Preferred Reporting Items for Systematic Reviews and Meta-Analyses flow diagram showing identification, screening, and inclusion of eligible articles from PubMed, Embase, and Medline.
Data Extraction
The first author, year of publication, journal of publication, and treatment intervention of the 2 arms were extracted from each included study. Reporting of clinically meaningful difference metrics was also assessed for each included article (i.e., the minimum clinically important difference [MCID]). 32 Outcome events in each intervention arm, any reported P-values, and patients lost to follow-up were recorded for each study outcome. All RCT outcomes were reviewed and outcome categories were established by 2 reviewers for subgroup analysis. Outcome categories included complications/adverse events, volume of cartilage defect filling, failure/reoperation rates, clinical improvement in PROMs, subchondral bone architecture, integration of cartilage repair with adjacent native cartilage, and quality and homogeneity of repair tissue surface and structure.
Fragility Analysis
A 2-tailed Fisher exact test was used to confirm reported P-values for each outcome. Outcomes with P-values < 0.05 were considered statistically significant.

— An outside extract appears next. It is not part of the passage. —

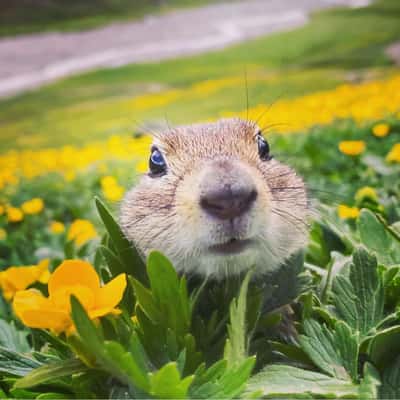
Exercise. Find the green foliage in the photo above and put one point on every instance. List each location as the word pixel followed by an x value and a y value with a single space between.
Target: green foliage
pixel 359 297
pixel 287 381
pixel 334 352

The FI was calculated by manipulating outcome events until the P-value was reversed from <0.05 to ≥0.05 as demonstrated in Figure 2 . The rFI was calculated similarly for the P-value to switch from ≥0.05 to <0.05. The FQ was calculated by dividing the FI or rFI for each outcome by the study sample size to represent the proportion of patients that require an outcome event reversal for significance to be altered for a given outcome. We further performed subgroup analysis based on statistical significance, intervention comparison type, and outcome type. Findings are presented as median FI (interquartile range [IQR]).

Demonstration of statistical significance reversal using a 2 × 2 contingency table with a resulting fragility index = 1. OAT = osteochondral autologous transplantation.
Results
Of 371 RCTs screened, 21 studies were included for analysis. Seven RCTs were from American Journal of Sports Medicine, 4 from Knee Surgery, Sports Traumatology, Arthroscopy, 3 from Journal of Bone and Joint Surgery, 2 from Orthopaedic Journal of Sports Medicine, 2 from Arthroscopy: The Journal of Arthroscopic and Related Surgery, 2 from Cartilage, and 1 from Regenerative Therapy. The included RCTs assessed both marrow stimulation versus other cartilage restoration techniques and augments for marrow stimulation as indicated in Table 1 .

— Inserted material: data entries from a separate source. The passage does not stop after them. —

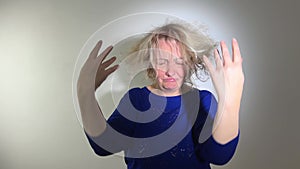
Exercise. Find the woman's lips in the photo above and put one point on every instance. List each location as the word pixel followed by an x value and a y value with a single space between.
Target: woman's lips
pixel 169 80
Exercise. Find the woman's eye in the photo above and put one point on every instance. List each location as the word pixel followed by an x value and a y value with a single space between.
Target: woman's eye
pixel 161 62
pixel 179 61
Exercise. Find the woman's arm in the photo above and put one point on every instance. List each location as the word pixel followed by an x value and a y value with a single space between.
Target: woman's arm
pixel 92 75
pixel 228 79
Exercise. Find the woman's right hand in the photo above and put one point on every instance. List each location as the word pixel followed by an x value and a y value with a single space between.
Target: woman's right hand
pixel 95 71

Characteristics of Included Studies Including First Author, Journal/Year of Publication, Title, and Interventions Assessed.
MACI = matrix-associated autologous chondrocyte implantation; AMIC = autologous matrix-induced chondrogenesis; OATS = osteochondral autologous transplantation; ACI = autologous chondrocyte implantation.

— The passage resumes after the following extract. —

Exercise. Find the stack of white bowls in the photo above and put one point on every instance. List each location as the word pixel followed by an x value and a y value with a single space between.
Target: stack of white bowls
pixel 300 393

There were 155 total outcomes reported across the included RCTs related to marrow stimulation techniques for cartilage defects of the knee. The median FI across all outcomes was 3 (IQR, 2-5), indicating 3 outcome event reversals from the included RCTs alters overall statistical significance. The median FQ across all outcomes was 0.067 (IQR, 0.033-0.010). Thus, an outcome event reversal in 6.7 out of 100 patients alters outcome significance ( Table 2 ). In 86 out of 155 (55.5%) of outcomes, the number of patients lost to follow-up was greater than or equal to the FI.
Fragility Data Based on Outcome Significance.
FI = fragility index; IQR = interquartile range; FQ = fragility quotient; RCT = randomized controlled trial.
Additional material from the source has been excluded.